I cannot fathom how anyone “…can’t say the Holocaust is a factual, historical event” and then justify such a stance based upon his status as a “…school district employee”. Then, in case the reader has any doubts about Mr. Latson’s wisdom, depth of knowledge of history, or political savvy, he indicates that he not only allows students and parents to make up their own facts about the Holocaust, he invites them to do the same thing with slavery!

Thankfully, the citizens of Boca Raton did not take kindly to Mr. Latson’s thinking and the school district did the right thing:

The comments set off an intense backlash in South Florida, which has a significant Jewish population and has among the highest concentrations of Holocaust survivors in the world. Thousands signed an online petition calling for Mr. Latson’s resignation, and on Monday, the Palm Beach County school district announced that he would be stripped of his position as principal and reassigned to another job in the district.

In response to the rise in anti-Semitism in the state, the Florida legislature has mandated instruction on the Holocaust in order to ensure that every student who graduates from Florida schools is aware of the horrific genocide that occurred in World War II. The Palm Beach County School Board Chair, Frank A. Barbieri Jr., emphasized that the district’s curriculum exceeds what is required by the state mandate.

“Every generation must recognize, and learn from, the atrocities of the Holocaust’s incomprehensible suffering and the enduring stain that it left on humankind,” he said. “It is only through high-quality education, and thought-provoking conversations, that history won’t repeat itself.”

And leaders in the Jewish community also weighed in:

Mr.
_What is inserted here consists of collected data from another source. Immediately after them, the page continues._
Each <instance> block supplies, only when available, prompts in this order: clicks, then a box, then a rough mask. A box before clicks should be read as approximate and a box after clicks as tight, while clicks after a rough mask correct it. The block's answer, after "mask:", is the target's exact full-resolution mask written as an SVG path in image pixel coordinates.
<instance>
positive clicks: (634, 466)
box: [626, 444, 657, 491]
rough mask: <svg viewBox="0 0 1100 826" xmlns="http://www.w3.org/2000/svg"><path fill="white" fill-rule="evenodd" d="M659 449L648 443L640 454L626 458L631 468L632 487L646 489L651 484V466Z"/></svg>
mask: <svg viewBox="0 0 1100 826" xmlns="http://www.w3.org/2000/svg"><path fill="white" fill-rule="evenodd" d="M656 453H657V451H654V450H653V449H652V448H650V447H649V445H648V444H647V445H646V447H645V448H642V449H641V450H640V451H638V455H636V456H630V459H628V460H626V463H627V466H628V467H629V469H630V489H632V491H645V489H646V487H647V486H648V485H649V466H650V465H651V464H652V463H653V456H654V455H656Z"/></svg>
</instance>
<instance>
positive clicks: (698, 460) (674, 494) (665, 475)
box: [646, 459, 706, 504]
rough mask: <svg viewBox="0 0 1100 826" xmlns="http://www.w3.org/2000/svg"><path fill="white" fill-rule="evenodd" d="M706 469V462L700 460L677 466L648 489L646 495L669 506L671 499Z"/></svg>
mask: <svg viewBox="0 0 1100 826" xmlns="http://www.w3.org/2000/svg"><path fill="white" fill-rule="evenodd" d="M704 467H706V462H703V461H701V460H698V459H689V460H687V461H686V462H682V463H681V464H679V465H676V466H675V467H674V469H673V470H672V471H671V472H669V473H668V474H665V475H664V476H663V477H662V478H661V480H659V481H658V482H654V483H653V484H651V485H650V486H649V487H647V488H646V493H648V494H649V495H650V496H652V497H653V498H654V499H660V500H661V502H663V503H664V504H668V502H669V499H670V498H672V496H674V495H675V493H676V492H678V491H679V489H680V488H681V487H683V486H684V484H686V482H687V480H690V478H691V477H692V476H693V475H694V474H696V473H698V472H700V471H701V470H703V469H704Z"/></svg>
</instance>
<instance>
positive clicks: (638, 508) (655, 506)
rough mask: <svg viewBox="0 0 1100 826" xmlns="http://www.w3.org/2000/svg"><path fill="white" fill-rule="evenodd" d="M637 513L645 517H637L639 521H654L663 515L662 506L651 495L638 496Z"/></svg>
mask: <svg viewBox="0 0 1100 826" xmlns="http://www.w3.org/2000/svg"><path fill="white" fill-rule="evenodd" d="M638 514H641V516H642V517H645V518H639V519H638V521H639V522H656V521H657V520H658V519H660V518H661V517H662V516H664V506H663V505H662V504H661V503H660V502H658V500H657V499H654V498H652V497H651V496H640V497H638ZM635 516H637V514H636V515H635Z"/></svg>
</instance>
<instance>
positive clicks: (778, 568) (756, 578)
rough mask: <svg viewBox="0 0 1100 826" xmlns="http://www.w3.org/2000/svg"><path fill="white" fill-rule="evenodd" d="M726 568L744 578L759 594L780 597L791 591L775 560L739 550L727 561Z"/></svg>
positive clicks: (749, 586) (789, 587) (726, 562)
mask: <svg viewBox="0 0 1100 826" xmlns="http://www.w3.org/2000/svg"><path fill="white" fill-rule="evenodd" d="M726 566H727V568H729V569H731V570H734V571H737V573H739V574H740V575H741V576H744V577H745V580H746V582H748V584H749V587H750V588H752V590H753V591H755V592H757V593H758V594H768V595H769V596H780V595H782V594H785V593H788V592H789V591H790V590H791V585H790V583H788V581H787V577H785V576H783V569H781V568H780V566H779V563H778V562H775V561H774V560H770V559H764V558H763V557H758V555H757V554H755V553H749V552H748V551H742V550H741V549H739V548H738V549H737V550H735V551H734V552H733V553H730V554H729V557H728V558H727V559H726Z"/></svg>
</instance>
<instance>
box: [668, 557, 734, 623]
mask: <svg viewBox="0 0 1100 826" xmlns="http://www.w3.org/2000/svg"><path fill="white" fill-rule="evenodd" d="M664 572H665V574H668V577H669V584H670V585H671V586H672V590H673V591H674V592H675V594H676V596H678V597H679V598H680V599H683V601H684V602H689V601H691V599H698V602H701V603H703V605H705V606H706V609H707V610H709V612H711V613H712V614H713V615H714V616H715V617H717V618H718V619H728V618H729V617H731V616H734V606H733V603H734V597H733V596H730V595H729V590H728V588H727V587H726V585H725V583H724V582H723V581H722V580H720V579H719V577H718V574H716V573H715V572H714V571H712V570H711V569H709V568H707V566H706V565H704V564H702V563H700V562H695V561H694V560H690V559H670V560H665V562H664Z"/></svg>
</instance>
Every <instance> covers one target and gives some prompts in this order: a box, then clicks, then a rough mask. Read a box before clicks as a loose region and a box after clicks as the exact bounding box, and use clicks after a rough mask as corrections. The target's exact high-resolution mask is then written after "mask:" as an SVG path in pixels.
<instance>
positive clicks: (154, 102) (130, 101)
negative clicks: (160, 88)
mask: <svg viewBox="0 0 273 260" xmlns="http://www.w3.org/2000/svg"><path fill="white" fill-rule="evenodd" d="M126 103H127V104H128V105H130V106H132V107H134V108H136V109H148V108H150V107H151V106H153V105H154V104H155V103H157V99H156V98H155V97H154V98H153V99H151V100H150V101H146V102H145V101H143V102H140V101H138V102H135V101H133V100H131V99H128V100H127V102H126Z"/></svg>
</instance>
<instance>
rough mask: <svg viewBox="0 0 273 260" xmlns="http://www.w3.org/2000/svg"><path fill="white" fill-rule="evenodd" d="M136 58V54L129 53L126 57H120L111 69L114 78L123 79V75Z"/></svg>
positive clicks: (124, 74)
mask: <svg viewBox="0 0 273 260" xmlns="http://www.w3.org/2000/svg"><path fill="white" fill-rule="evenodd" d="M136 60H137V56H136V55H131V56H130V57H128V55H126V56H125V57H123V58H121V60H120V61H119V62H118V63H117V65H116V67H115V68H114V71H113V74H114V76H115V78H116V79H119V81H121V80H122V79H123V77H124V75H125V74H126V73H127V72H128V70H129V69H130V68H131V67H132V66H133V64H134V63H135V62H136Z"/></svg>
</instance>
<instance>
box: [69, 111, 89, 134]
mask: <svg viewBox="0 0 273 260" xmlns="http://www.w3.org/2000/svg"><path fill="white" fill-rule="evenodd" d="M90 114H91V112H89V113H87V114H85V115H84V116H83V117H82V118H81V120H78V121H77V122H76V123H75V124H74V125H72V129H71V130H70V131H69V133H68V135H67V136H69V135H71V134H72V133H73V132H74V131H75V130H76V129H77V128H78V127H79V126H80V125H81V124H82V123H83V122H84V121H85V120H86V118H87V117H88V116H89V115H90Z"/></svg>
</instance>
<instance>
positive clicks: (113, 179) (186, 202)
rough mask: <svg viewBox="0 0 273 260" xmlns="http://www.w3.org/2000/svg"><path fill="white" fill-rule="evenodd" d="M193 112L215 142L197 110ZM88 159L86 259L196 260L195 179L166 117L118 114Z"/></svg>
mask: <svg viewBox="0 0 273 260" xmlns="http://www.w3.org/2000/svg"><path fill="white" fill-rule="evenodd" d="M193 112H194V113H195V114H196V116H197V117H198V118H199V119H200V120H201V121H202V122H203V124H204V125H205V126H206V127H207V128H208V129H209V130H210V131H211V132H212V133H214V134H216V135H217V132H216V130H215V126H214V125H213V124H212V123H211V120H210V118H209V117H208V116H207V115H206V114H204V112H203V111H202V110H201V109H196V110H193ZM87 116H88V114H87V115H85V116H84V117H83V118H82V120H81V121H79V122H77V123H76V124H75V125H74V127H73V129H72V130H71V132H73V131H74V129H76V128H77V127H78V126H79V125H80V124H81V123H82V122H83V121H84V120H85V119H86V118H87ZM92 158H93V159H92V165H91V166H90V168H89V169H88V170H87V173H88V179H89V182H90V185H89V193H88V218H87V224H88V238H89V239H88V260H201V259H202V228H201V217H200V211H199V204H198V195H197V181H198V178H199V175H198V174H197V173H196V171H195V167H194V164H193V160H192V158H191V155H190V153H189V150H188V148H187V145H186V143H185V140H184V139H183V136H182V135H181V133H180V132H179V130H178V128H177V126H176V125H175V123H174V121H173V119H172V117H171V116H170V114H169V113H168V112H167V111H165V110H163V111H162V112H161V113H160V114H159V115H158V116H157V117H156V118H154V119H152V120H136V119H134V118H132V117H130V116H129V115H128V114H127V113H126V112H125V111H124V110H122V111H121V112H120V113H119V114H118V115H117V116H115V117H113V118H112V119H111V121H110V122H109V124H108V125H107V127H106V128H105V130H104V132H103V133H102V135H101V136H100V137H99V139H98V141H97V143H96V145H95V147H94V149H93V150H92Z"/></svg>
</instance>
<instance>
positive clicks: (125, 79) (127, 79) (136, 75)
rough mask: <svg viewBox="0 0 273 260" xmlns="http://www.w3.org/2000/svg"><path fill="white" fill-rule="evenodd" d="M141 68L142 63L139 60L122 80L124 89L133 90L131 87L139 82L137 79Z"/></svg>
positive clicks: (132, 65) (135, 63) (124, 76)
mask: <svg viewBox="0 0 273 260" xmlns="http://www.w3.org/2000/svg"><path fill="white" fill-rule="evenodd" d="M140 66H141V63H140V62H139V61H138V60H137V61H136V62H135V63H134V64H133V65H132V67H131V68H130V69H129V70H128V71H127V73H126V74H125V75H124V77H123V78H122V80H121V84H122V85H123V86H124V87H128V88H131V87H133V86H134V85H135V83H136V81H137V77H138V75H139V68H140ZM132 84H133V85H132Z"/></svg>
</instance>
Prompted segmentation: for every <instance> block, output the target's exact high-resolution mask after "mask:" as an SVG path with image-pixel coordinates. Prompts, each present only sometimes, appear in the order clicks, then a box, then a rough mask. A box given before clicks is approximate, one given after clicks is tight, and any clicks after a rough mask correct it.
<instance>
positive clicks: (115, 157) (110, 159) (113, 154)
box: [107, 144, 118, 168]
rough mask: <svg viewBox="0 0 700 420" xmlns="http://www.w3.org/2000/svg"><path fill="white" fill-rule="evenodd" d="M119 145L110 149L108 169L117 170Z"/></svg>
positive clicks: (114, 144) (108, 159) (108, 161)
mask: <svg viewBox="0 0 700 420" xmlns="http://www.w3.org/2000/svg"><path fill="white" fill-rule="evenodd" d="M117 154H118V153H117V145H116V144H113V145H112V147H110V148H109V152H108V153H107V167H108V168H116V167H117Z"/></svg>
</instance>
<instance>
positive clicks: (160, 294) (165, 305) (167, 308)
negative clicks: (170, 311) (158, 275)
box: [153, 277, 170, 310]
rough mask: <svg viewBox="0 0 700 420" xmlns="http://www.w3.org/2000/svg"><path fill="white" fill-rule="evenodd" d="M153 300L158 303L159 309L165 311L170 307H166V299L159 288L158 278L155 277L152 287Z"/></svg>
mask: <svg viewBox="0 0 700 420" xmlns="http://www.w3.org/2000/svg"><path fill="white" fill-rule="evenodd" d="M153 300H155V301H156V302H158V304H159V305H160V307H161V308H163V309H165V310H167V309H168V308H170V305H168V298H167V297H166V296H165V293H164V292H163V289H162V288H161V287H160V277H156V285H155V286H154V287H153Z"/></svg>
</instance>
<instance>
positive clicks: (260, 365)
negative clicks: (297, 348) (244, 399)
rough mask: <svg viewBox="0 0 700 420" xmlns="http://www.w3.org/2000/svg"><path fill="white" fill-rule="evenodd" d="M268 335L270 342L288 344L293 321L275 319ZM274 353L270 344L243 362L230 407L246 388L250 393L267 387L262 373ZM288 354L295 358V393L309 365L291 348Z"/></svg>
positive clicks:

Levin, of the Jewish Federation of South Palm Beach County, said that the Holocaust should be treated like other undebatable facts throughout history, from the Roman Empire to the Revolutionary War to slavery.

“We simply don’t let educators pick and choose what is a philosophical debate and what is not,” he said, adding: “There is no way to be politically correct about the Holocaust. It is a fact of life.

It IS a fact of life… like climate change, like the need for vaccines, like many inconvenient facts of history and science. When the day comes that we get to choose facts democracy dies.